本展では、東京、パリ、ドバイと世界を旅してきた22点の作品が一堂に会し、ニューヨークの街角を鮮やかに彩りました。宮内氏ならではの視点から生まれた心象風景の数々が、訪れた人々の心に深く響く展示となりました。

ニューヨークでも高評価 鑑賞者の心に残る展示に
会場には、アートファンはもちろん、ニューヨークで活躍するクリエイターや法律関係者など、多彩な来場者が訪れました。オープニングパーティーには、日ごろからギャラリー巡りを楽しむ人々も足を運び、空間を彩る鮮やかな色彩の世界に魅了されている様子が印象的でした。
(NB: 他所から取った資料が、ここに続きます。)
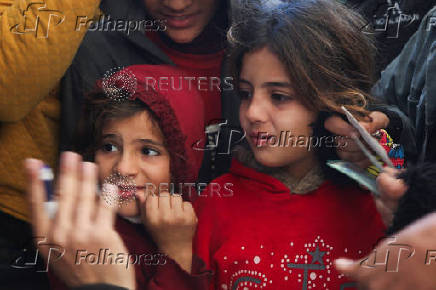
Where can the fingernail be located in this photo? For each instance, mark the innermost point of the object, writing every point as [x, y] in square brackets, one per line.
[31, 164]
[343, 264]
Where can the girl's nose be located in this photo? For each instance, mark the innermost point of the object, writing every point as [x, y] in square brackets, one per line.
[126, 165]
[177, 5]
[257, 110]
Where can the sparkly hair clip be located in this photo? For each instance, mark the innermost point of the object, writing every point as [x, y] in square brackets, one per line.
[119, 84]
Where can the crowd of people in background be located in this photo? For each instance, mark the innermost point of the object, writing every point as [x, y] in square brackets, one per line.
[184, 101]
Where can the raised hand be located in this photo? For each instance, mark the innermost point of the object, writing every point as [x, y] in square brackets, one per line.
[172, 223]
[82, 223]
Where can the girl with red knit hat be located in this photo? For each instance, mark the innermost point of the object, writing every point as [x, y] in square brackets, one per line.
[296, 63]
[140, 136]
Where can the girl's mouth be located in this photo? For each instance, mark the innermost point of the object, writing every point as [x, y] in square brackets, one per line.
[260, 139]
[123, 186]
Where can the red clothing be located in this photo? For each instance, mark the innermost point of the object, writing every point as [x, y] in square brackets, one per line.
[204, 66]
[153, 270]
[267, 238]
[163, 273]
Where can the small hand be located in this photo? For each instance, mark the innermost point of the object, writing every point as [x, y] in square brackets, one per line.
[172, 223]
[82, 222]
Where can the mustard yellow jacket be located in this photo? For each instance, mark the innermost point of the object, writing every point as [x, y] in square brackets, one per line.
[38, 40]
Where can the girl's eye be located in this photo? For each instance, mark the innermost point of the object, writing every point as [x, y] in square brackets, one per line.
[149, 152]
[281, 97]
[109, 147]
[244, 95]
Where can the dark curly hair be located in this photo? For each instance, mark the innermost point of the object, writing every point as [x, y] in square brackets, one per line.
[329, 60]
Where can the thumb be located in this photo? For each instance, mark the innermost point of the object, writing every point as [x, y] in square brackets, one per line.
[390, 186]
[347, 267]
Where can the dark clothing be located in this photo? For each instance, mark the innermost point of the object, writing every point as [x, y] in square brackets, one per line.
[99, 53]
[409, 83]
[392, 22]
[99, 287]
[105, 51]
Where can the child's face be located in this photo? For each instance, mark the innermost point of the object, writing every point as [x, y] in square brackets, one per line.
[184, 20]
[133, 147]
[269, 107]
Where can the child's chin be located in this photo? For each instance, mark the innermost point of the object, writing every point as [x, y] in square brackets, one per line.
[267, 159]
[129, 210]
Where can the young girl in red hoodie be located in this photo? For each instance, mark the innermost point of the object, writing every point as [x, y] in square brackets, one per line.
[296, 63]
[140, 132]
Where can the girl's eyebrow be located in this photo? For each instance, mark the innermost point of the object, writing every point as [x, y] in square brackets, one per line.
[242, 81]
[277, 84]
[104, 136]
[269, 84]
[149, 141]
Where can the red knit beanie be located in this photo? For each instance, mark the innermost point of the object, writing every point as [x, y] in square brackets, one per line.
[177, 106]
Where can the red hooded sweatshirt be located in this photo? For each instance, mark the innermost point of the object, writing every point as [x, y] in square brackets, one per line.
[179, 112]
[262, 236]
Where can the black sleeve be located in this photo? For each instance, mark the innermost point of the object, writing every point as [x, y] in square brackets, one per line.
[99, 287]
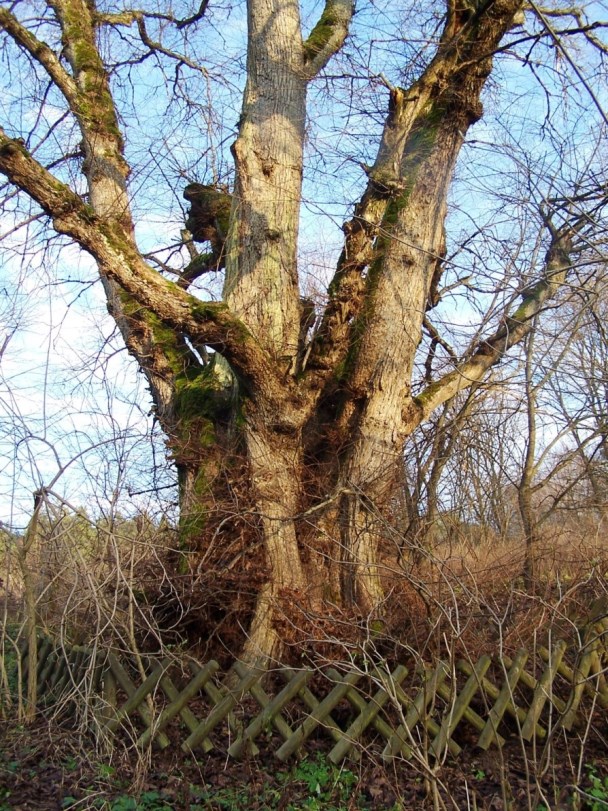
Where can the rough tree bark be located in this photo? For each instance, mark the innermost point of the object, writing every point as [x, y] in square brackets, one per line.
[321, 422]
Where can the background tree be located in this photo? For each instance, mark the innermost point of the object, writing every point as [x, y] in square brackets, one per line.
[296, 430]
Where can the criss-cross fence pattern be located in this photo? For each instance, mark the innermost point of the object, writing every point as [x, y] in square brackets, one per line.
[438, 707]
来場者からは、「作品のキュレーションが素晴らしい」「色の輝きが美しい」「どの作品にも強く惹きつけられた」といった声が寄せられ、展示が心に深く届いたことがうかがえます。なかには、「彼女がまたニューヨークで展示をする際にはぜひ知らせてほしい」と再訪を願う声もあり、宮内氏の作品が多くの人々に感動と記憶を残したことを物語っています。